Speaker: Kelly Kaoudis
Title: Systems security in practice: threat modelling at Trail of Bits
Abstract: Every system user and engineer has a different threat model, and a different understanding of the systems and applications they use or work on. Failure to unify these bodies of knowledge leads to not sufficiently considering weaknesses of the system and threats to it; this leads to surprise when an attacker exploits these weaknesses, which leads to incident response (and sometimes also sadness). Holistic threat modelling informs and enables making good system-level security decisions to minimize potential attack vectors. During a threat modelling engagement, Trail of Bits aims to methodically enumerate as many in-scope, system-level risks and weaknesses as possible. “System-level” here means architectural, design-level, or operational gaps in the client’s security posture. We use concrete examples in the form of threat scenarios and findings to show the client (rather than tell them) the insufficiently applied security controls we have identified, and to illustrate the risk implications of the lack of those security controls.
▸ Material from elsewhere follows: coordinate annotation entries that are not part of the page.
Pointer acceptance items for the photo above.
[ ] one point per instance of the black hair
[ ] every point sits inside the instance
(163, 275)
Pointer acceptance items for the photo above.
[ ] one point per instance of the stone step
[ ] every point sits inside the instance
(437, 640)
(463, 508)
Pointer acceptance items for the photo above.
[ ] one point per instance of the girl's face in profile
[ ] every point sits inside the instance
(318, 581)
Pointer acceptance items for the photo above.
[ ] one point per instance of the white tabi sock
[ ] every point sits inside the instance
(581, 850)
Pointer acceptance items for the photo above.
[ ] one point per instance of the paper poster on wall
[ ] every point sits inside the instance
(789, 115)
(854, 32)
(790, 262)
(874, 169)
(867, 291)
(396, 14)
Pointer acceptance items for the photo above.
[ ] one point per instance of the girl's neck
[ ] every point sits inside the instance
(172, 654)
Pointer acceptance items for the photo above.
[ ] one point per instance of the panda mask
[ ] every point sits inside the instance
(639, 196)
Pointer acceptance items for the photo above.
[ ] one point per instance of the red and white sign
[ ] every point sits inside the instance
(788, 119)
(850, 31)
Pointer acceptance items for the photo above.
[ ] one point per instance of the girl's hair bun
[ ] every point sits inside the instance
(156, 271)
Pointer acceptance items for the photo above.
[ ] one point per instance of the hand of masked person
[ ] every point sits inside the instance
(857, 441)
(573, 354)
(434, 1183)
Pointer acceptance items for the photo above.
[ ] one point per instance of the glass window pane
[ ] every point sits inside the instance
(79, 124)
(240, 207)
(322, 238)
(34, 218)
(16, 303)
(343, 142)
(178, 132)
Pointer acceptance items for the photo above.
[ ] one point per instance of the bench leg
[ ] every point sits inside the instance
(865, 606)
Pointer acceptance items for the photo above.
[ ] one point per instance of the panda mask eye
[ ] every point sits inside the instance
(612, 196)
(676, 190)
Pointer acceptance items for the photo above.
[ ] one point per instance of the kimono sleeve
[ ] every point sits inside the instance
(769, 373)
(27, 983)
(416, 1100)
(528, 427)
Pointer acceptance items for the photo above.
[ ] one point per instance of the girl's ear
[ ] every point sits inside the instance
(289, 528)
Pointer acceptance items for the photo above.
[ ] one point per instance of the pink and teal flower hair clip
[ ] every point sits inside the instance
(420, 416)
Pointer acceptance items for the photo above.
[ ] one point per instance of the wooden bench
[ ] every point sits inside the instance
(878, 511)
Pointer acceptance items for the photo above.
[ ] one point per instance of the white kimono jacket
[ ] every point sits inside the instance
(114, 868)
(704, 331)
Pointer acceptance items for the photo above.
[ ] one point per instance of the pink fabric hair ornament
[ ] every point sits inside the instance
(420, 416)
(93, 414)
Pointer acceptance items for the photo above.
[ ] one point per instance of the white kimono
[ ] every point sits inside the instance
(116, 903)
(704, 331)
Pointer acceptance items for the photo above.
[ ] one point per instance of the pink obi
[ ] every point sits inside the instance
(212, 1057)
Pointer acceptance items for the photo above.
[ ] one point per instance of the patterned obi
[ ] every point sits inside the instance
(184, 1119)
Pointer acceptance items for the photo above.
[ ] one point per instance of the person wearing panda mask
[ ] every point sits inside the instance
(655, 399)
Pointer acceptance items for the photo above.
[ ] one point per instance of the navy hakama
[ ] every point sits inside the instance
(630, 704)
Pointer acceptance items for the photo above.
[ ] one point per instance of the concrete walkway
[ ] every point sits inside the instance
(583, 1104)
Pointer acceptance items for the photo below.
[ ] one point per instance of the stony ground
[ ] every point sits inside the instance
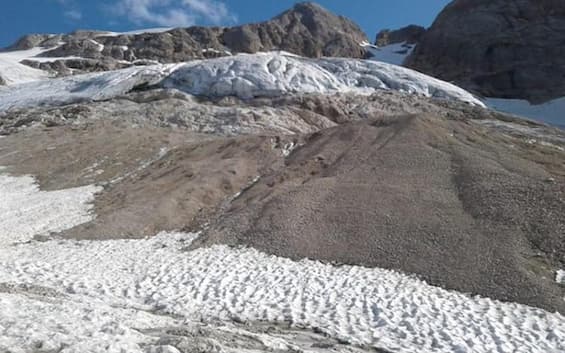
(465, 198)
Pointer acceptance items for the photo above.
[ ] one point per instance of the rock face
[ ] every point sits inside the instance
(499, 48)
(409, 34)
(307, 30)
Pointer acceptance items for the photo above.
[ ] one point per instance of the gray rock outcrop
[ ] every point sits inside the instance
(307, 30)
(498, 48)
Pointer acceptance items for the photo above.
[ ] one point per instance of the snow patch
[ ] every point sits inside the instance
(89, 87)
(375, 307)
(277, 73)
(394, 54)
(244, 75)
(13, 72)
(136, 32)
(25, 211)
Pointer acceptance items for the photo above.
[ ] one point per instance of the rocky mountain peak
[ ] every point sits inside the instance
(499, 48)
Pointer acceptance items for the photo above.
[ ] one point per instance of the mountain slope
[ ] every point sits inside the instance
(306, 30)
(502, 49)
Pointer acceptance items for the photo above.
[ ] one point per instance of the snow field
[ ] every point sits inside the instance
(364, 306)
(26, 211)
(78, 294)
(393, 54)
(244, 75)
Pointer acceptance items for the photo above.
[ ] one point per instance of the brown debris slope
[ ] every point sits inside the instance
(464, 197)
(499, 48)
(461, 206)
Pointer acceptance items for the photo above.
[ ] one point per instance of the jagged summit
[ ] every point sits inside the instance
(499, 48)
(307, 30)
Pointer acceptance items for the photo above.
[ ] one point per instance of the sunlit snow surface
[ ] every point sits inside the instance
(13, 72)
(100, 296)
(244, 75)
(26, 211)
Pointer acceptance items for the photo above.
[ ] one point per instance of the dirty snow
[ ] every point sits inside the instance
(394, 54)
(26, 211)
(136, 32)
(13, 72)
(94, 296)
(88, 87)
(363, 306)
(244, 75)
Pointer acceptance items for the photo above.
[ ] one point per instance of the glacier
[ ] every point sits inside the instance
(243, 75)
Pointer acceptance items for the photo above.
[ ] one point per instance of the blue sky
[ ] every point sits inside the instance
(20, 17)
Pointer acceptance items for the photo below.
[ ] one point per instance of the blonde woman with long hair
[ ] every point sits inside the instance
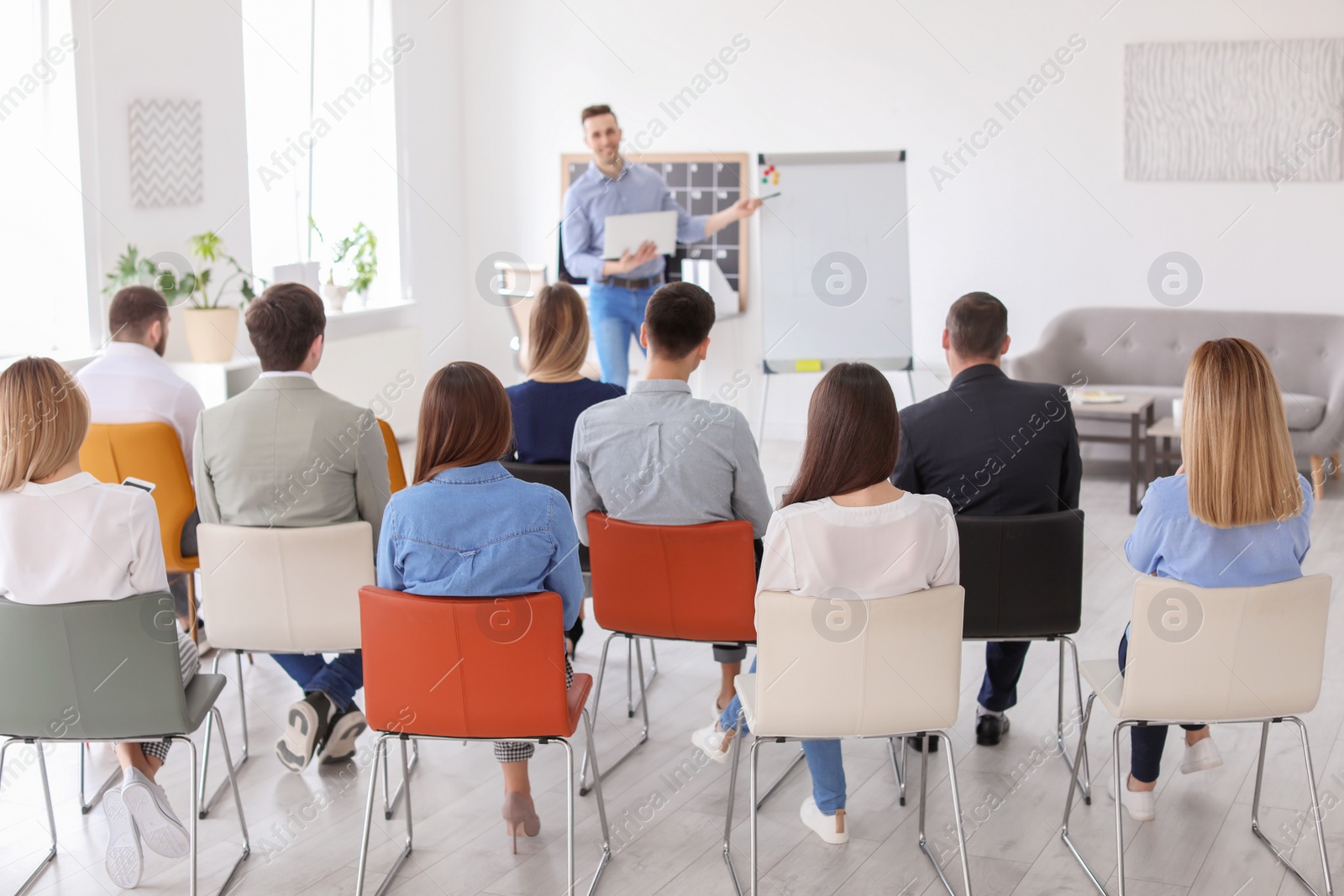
(1236, 513)
(65, 537)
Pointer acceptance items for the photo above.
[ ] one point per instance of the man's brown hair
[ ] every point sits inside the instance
(282, 324)
(132, 311)
(593, 112)
(465, 419)
(978, 324)
(678, 318)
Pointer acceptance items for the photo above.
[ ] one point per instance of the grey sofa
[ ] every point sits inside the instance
(1131, 349)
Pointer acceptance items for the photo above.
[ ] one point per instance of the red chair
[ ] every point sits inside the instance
(671, 582)
(470, 669)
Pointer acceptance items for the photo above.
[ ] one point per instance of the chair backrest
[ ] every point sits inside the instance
(286, 590)
(396, 472)
(847, 668)
(1023, 574)
(150, 452)
(96, 669)
(558, 477)
(1221, 654)
(464, 667)
(687, 582)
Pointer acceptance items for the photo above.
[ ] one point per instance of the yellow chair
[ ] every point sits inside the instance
(396, 472)
(150, 452)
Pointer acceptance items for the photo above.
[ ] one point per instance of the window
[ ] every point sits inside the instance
(322, 134)
(45, 304)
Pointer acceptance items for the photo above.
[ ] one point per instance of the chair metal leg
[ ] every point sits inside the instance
(87, 805)
(239, 799)
(732, 794)
(601, 802)
(210, 723)
(51, 815)
(1317, 817)
(1068, 801)
(898, 768)
(1082, 768)
(381, 748)
(644, 710)
(390, 802)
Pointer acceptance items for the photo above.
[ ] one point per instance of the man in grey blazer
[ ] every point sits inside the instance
(286, 453)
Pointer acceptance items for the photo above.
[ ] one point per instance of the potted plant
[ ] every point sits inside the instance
(210, 325)
(354, 261)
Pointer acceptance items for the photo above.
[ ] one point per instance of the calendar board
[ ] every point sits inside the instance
(701, 183)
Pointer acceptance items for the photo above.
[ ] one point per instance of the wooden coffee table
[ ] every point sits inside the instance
(1139, 411)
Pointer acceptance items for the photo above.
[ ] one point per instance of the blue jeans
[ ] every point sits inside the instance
(1147, 741)
(616, 315)
(339, 679)
(824, 761)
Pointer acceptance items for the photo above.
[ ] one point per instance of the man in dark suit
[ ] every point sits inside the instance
(992, 446)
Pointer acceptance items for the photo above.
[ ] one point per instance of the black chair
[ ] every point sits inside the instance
(1025, 582)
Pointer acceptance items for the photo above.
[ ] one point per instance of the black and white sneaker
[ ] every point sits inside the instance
(340, 741)
(306, 728)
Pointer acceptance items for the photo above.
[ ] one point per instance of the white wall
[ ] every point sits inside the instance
(1042, 217)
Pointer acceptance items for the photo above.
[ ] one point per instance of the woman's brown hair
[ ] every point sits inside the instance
(1236, 446)
(44, 421)
(558, 335)
(465, 419)
(853, 434)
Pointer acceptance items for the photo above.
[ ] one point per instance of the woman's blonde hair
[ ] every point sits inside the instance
(559, 332)
(44, 421)
(1234, 438)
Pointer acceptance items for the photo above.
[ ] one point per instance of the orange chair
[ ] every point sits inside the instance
(396, 472)
(150, 452)
(672, 582)
(470, 669)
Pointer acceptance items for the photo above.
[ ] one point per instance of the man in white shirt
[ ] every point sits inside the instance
(132, 383)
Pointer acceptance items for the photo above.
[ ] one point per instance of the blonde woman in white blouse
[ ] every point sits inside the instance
(844, 526)
(65, 537)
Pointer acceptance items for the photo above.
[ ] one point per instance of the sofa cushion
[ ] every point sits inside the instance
(1303, 411)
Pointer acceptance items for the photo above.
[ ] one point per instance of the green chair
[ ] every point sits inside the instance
(104, 671)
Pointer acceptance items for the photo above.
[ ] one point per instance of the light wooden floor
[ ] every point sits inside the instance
(667, 810)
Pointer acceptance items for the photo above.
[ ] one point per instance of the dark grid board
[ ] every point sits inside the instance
(702, 183)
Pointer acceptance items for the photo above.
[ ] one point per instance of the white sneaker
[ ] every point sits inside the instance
(1200, 757)
(124, 862)
(1142, 805)
(155, 820)
(828, 828)
(712, 741)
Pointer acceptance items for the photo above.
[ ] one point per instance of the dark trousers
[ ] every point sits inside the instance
(1003, 668)
(178, 584)
(1146, 741)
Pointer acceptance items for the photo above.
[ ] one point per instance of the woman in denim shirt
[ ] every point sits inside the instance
(468, 528)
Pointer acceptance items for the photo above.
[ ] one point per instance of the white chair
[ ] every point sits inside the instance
(1215, 656)
(284, 590)
(830, 669)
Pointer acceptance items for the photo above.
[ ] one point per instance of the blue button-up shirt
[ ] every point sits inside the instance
(477, 532)
(593, 196)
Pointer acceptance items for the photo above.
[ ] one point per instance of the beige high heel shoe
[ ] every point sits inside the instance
(521, 817)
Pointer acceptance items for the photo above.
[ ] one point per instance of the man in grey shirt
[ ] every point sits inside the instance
(662, 457)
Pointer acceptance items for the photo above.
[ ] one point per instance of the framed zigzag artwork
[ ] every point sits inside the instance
(165, 154)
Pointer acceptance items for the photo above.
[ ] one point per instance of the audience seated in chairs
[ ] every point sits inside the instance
(286, 453)
(1236, 513)
(843, 531)
(992, 446)
(510, 537)
(131, 383)
(662, 457)
(108, 537)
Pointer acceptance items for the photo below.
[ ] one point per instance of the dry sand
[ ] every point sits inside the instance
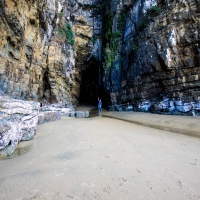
(102, 158)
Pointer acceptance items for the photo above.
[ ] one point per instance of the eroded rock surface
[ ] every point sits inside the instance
(159, 53)
(18, 121)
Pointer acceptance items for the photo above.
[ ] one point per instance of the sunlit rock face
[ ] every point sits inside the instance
(37, 59)
(160, 53)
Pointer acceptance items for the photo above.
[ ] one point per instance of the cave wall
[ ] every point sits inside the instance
(159, 55)
(39, 43)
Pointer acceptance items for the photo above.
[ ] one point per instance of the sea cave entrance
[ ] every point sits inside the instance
(91, 83)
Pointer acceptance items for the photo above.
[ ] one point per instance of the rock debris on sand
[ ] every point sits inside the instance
(102, 158)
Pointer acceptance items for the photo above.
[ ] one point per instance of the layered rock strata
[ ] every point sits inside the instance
(39, 42)
(159, 54)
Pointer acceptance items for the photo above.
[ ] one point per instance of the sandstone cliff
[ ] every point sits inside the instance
(158, 52)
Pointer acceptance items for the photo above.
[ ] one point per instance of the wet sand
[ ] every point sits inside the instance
(103, 158)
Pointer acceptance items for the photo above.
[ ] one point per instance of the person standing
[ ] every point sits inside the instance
(99, 106)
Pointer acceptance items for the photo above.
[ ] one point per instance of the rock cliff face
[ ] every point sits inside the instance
(39, 43)
(158, 54)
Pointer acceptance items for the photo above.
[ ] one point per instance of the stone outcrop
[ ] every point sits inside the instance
(40, 41)
(159, 53)
(18, 121)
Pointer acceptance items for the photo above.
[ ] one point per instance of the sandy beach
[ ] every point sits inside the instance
(105, 159)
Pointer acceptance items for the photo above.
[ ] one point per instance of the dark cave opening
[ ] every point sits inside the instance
(91, 83)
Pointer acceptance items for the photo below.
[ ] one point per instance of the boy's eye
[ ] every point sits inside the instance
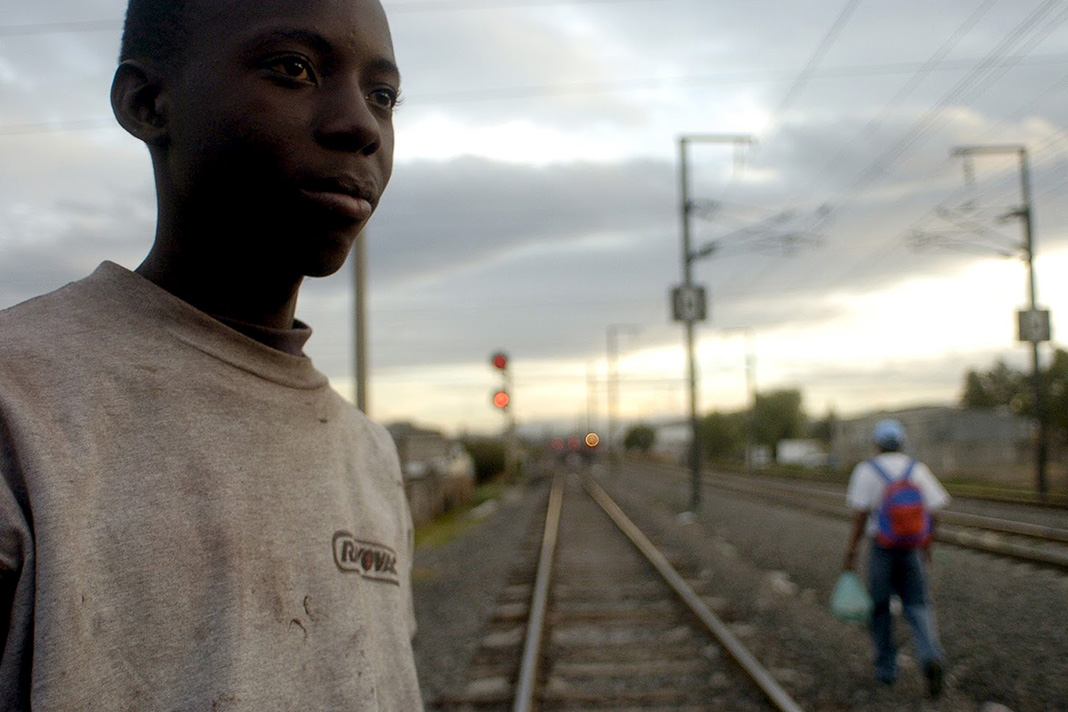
(293, 67)
(383, 98)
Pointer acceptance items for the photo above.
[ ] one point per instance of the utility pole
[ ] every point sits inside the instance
(1034, 326)
(360, 320)
(612, 339)
(689, 300)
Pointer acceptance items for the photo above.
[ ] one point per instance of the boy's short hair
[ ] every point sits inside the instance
(156, 30)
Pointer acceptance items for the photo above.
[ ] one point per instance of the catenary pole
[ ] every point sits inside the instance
(1026, 217)
(688, 258)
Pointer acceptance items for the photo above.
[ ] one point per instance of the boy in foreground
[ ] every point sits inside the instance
(190, 518)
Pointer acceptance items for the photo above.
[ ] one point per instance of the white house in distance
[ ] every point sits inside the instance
(989, 444)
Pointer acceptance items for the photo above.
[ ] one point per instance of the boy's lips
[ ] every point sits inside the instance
(342, 196)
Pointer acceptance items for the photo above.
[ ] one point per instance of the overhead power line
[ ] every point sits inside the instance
(829, 38)
(396, 8)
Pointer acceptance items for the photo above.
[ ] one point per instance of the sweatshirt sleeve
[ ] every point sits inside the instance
(16, 582)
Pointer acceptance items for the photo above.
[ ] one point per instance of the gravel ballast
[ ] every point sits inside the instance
(1002, 623)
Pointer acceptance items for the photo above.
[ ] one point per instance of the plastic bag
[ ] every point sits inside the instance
(850, 601)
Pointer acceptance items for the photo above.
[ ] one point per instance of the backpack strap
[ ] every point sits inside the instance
(908, 470)
(882, 473)
(879, 471)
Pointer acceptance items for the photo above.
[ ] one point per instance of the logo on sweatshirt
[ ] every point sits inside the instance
(368, 558)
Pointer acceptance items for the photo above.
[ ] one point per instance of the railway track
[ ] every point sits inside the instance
(1035, 543)
(596, 618)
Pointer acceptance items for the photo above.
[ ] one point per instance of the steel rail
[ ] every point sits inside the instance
(539, 601)
(764, 680)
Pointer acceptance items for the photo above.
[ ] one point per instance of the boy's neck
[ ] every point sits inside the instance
(249, 295)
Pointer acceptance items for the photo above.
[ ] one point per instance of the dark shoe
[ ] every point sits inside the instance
(935, 678)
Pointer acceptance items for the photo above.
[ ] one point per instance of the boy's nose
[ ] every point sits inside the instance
(347, 122)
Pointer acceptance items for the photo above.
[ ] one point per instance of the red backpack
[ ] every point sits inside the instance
(904, 520)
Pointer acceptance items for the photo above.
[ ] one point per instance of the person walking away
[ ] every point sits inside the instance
(895, 497)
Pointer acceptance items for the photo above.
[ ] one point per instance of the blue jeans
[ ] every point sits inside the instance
(900, 571)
In this talk, I will present some of the interesting findings we’ve uncovered during previous (published) threat modelling engagements. Using examples from engagement reports to motivate each step, I will walk through the threat modelling process at Trail of Bits, and also talk about how our process can be useful in academic security work.
Bio: Kelly Kaoudis is a senior security engineer in the Research practice at Trail of Bits. She is a tech lead for threat modelling engagements, and contributes to Trail’s academic and industry research projects including open source parser and file formats analysis tooling. Prior to Trail of Bits, Kelly was the tech lead for Twitter’s application security team, and a graduate student in the Networking and Security (NSR) group at University of Colorado Boulder with Prof. Eric Keller. She received an MS in computer science from University of Colorado - Boulder in 2015.
Speaker: Susan Tan
Title: TULIP🌷 : Transcompilation Undergoes LLVM-IR for Interactive Parallelization
Abstract: The exploration of heterogeneous systems has given rise to various parallel programming models (PPMs). However, the preference of hardware vendors for specific PPMs requires developers to manage multiple implementations for the same kernels. This not only consumes additional time but also impedes the seamless integration of new features and algorithm optimizations. This can be mitigated by a transcompiler. As it focuses its optimizations on the Abstract Syntax Tree (AST) level, a traditional transcompile falls short due to the preservation of syntax and semantics, limiting the compiler’s ability to reason about dependences. To address this, we introduce TULIP, a framework that transcompiles CUDA programs into OpenMP code—two widely adopted PPMs for prevalent heterogeneous CPU+GPU systems. Operating at the Intermediate Representation (IR) level instead, TULIP opens up opportunities to use state-of-the-art automatic parallelization frameworks for enhanced code performance.
Bio: I am a fifth-year Ph.D. student in the Liberty Research Group at Princeton University, working under the supervision of Prof. David I. August. My research focuses on automatic parallelization, with a particular interest in exploring how tools such as decompilers and transcompilers can derive benefits from and contribute to state-of-the-art parallelization frameworks. In my spare time, I engage in reading and photography, capturing moments for friends’ special occasions.